At its Dec. 4 meeting the Government Transparency & Campaign Finance Commission adopted advisory opinion AO2025‑02 and a new interpretive rule clarifying how it will treat candidate loans to leadership committees or PACs and when a candidate has a "controlling interest" in a nonprofit that would bar expenditures of excess campaign funds.
The advisory opinion responded to attorney Brian Tyson's request about whether a candidate may loan personal funds to a leadership committee or PAC and later be repaid from funds raised in that entity. Staff advised that a candidate's personal loan is treated as the candidate's own contribution and that repayment of the candidate’s loaned funds to the candidate does not itself create an excess contribution, assuming no other statutory limits are exceeded and the facts do not indicate circumvention. "It's their money," staff advised, explaining the legal distinction between personal funds and third‑party contributions.

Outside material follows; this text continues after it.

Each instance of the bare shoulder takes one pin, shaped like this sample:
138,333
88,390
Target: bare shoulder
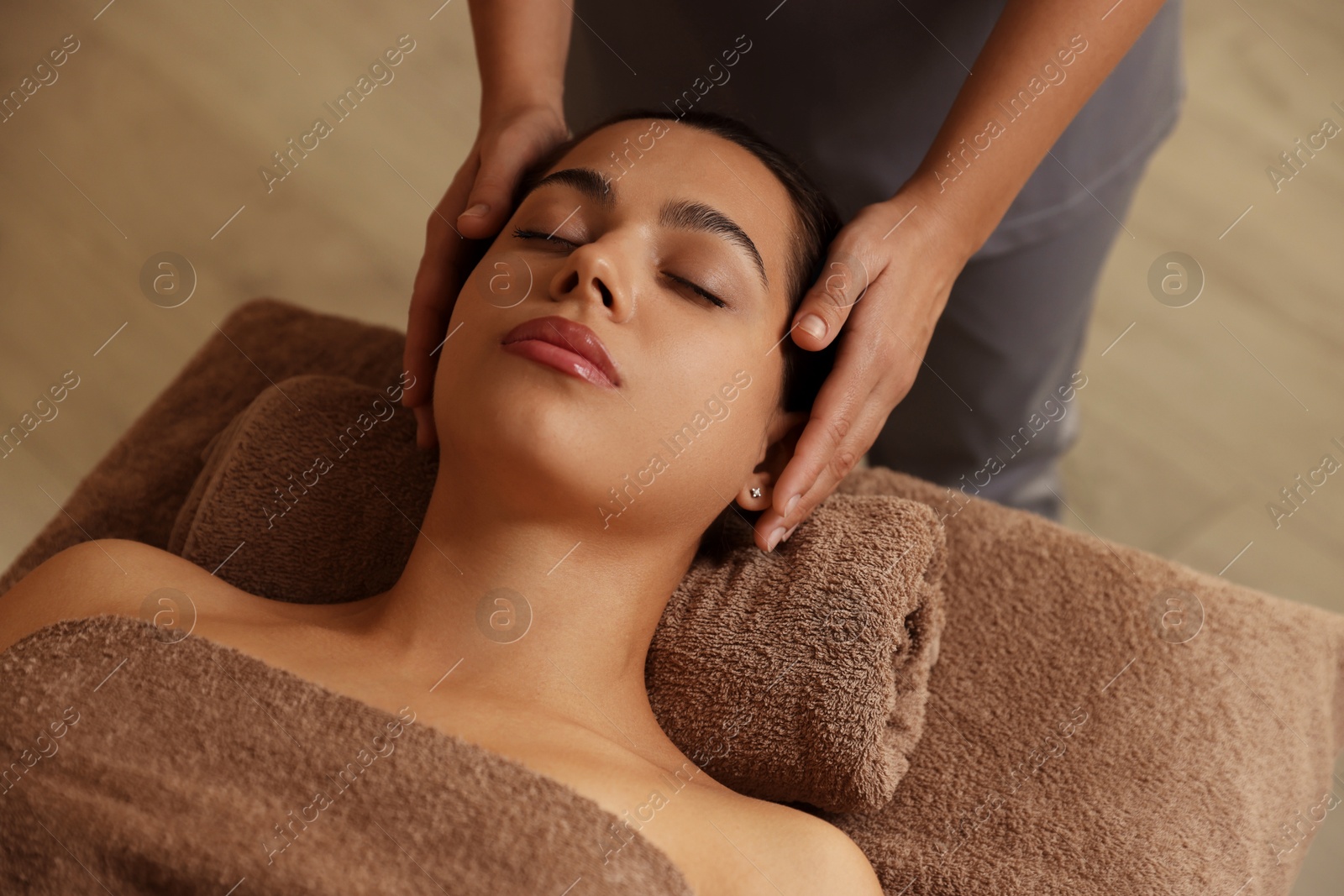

Separately, the commission adopted a proposed rule intended to provide a clearer enforcement baseline for OCGA §21‑5‑33(b)(2)(B), which bars a candidate from expending excess campaign contributions to a nonprofit in which the candidate has a controlling interest. Staff proposed a 51% threshold for "controlling interest" to give a bright line for enforcement and public notice. Commissioners discussed precise drafting and asked staff to return with any technical edits and statutory cross‑checks.
The advisory opinion and the new rule are guidance on proper fundraising and expenditure practices and will inform staff enforcement decisions. The advisory opinion addresses hypothetical repayment mechanics but notes that factual variations could change the analysis, and the rule will be the subject of further technical review to ensure it aligns with statutory authority.